Amerika ne istiyor, Ankara ne planlıyor?
Amerika, Ankara’dan hep bir şeyler istiyor. Sonra desteklediği vakıflar aracılığıyla aslında Türkiye’deki siyaseti, etkinliği ile de medyayı kullanarak istediklerini tartıştırmadan yaptırmaya zorluyor bizi. Afganistan konusu Türkiye için bu yoldaki manevralara en iyi örnek. Şimdi Irak var. Amerikalılar, günlerdir Ankara’yı Irak konusunda zorluyorlar. Ankara Irak konusundaki derdini anlatırken, Amerikalılara şunu söylüyor ısrarla: “Saddam gitsin bizim için bir problem yok, ama yerine kimi koyacaksınız?” Amerikalılarda bu sorunun yanıtı yok. Buluruz, diyip geçiştiriyorlar.
Saddam’sı Irak
Eskiden Tıkriti sülalesini ve ailenin önde gelenlerini Saddam karşıtı diye tutarlardı. Ama aile Saddam’ın en yakını. Burada yanıldıkları ortaya çıktı. Kime el attılarsa olmadı. Şimdi Ankara, Saddam’sız Irak’a evet diyor, ama Amerika Saddam devrilince yerine kimi getireceğini söylemiyor. Çünkü o da bilemiyor. Peki oluşacak kaos kime zarar verecek? Elbette ki Türkiye’ye. Türkiye böyle bir savaşta niye yer alsın? O savaşın sonunda bugünkü belirsizlik ve plansızlık gibi gözüken ve bence bir plan olan bu oyunda Amerikalı kulisçilerin açık açık dile getirdiği gibi Irak üçe bölünür, Kürdistan kurulur, Türkiye de kaybettikleriyle öylece durur. Bu plansızlığın bir sonucu olmayacaktır gelecekte.
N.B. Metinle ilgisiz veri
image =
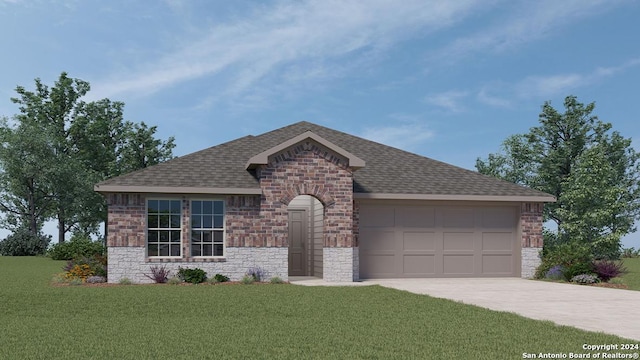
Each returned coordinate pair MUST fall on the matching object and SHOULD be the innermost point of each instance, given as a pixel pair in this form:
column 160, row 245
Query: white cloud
column 288, row 35
column 549, row 85
column 405, row 136
column 528, row 22
column 449, row 100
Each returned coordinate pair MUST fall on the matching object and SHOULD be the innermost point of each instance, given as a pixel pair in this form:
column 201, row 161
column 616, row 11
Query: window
column 163, row 227
column 207, row 228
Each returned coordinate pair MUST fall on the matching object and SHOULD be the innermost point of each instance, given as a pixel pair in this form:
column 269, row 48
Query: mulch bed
column 612, row 286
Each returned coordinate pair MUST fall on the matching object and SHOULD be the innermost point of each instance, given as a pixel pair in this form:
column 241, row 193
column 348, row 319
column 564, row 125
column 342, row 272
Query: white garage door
column 399, row 241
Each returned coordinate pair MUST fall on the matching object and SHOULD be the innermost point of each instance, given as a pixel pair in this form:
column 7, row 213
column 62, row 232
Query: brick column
column 532, row 240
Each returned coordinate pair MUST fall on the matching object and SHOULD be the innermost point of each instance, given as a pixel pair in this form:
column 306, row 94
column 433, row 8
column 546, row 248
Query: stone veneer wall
column 532, row 240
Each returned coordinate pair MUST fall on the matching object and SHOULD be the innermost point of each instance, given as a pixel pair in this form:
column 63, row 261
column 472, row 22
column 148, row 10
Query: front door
column 298, row 234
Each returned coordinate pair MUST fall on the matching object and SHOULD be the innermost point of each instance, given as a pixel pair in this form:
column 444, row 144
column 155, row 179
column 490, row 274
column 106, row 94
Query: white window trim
column 223, row 229
column 146, row 220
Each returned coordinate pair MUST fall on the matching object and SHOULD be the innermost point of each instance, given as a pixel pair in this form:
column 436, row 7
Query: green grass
column 632, row 278
column 41, row 321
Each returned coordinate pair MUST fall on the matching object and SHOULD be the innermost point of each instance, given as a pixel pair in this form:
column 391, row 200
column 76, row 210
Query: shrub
column 276, row 280
column 630, row 253
column 256, row 273
column 97, row 264
column 247, row 280
column 75, row 248
column 75, row 281
column 608, row 269
column 194, row 276
column 79, row 271
column 617, row 281
column 575, row 258
column 221, row 278
column 584, row 279
column 159, row 274
column 23, row 243
column 96, row 279
column 555, row 273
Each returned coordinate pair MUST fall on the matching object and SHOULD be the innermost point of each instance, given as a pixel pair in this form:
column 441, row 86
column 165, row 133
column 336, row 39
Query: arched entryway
column 306, row 238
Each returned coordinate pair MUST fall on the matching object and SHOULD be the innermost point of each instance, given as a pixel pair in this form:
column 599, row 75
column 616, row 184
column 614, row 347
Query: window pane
column 152, row 205
column 196, row 221
column 153, row 250
column 207, row 221
column 152, row 221
column 164, row 221
column 218, row 207
column 195, row 250
column 217, row 221
column 175, row 221
column 218, row 250
column 164, row 249
column 164, row 206
column 196, row 207
column 175, row 207
column 207, row 207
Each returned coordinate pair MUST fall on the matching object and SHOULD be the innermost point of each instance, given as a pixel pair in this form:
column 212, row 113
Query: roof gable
column 389, row 172
column 263, row 157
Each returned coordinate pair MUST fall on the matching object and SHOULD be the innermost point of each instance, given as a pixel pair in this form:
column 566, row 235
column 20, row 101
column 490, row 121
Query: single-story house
column 306, row 200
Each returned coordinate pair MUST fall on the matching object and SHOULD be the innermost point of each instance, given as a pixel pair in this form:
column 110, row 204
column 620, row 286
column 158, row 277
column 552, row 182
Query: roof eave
column 175, row 190
column 500, row 198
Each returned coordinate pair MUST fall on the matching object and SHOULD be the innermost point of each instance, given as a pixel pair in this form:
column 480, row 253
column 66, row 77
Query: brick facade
column 256, row 226
column 531, row 230
column 127, row 220
column 307, row 169
column 531, row 224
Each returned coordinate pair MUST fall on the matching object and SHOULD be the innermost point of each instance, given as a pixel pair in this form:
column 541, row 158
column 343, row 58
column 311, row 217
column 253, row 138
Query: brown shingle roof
column 388, row 170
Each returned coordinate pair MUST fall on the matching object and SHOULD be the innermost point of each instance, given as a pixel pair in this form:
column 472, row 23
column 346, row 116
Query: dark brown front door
column 298, row 242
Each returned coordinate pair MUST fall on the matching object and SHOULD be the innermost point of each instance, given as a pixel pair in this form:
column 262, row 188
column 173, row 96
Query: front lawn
column 41, row 321
column 632, row 277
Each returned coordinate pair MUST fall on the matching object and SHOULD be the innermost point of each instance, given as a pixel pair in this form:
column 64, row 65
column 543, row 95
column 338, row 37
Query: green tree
column 25, row 189
column 591, row 170
column 76, row 145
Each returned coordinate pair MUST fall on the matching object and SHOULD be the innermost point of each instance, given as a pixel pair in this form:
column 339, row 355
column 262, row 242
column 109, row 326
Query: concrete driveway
column 591, row 308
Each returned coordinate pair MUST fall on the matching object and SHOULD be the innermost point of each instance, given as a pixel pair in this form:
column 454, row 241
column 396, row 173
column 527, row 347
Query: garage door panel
column 416, row 217
column 458, row 265
column 458, row 241
column 438, row 241
column 497, row 264
column 377, row 216
column 458, row 218
column 425, row 240
column 378, row 240
column 419, row 265
column 497, row 241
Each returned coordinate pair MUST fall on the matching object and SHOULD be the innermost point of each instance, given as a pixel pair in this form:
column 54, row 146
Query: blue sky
column 445, row 79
Bu çok ileri bir planının sonucu olacaktır. Yani düzensizliğin düzenini planlarına dahil eden Amerika bu işten karlı çıkar. Amerikan Başkan Yardımcısı Cheney dün geldi bugün gider. Şimdi “Biz Türkiye’siz de yaparız Irak harekatını” diye yalanlar başlar. O zaman niye yapmıyorlar, yapamıyorlar? Türkiye bugünlerde yanlış kararlar alırsa, yitirdiklerini bir daha elde etmesi mümkün değildir.